それはもしかしたら,筋膜により問題が起きているかもしれません!

 

今回は、【筋膜と神経の関係】や,【症状の出るメカニズム】についてご紹介したいと思います。

 

筋膜と神経の関係性

 脊髄から出た神経は,椎間孔を通って脊柱管から出た後,それぞれの分布領域へ向かう. 脊髄は上下に連続して並ぶ31個の分節で構成され、各分節の運動線維と感覚線維が出ており, 椎間孔内で合流し、神経線維は末梢神経となって目的の領域へと向かう。1つの分節から出る神経に支配される皮膚領域を皮膚分節(デルマトーム)という。

(図:プロメテウス解剖学アトラス)

 

脊柱管から出た末梢神経は、筋の間などを通りながら、枝を出し、それぞれの領域へ伸びている。体の内部を通ってきた神経は、深筋膜を貫いて表面へ出てくる。さらに多くの枝に別れ、浅筋膜や脂肪組織の中を走り、神経終末となる。

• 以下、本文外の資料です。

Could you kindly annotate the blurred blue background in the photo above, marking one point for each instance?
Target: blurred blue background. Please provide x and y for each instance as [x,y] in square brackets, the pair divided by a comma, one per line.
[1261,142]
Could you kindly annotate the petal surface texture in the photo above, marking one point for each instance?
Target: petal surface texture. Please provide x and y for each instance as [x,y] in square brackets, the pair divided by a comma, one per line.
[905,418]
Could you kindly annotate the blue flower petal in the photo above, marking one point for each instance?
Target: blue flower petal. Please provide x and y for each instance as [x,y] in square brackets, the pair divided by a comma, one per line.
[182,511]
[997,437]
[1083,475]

末梢では、神経は常に浅筋膜や脂肪組織に包まれている。

浅筋膜と浅層脂肪組織には可動性があるため、長くより大きな神経路を提供し、神経を過度な伸張から保護する役割を持っている。

さらに、浅層脂肪組織と浅筋膜の中にはルフィニ小体とパチニ小体が存在する。ルフィニ小体は筋膜組織に包埋されており、浅筋膜の伸張を筋膜組織に知覚させる。パチニ小体は圧縮に影響される。これらの働きによって、浅筋膜と浅層脂肪組織は、外受容という観点でも皮膚と共に重要な役割を担っている。

 

神経の動きを保護してくれている浅筋膜が,癒着を起こして滑走が悪くなっていたり線維化していると神経の滑走を妨げ,動きとともに伸張されることでストレスがかかり神経伝達が変化してしまうことがある.
浅筋膜内に含まれるルフィニ小体とパチニ小体にも、過剰な刺激が加わってしまったり,働きが鈍くなってしまうことによって神経には間違った情報が入力されてしまうため,しびれや異常感覚を感じることもある.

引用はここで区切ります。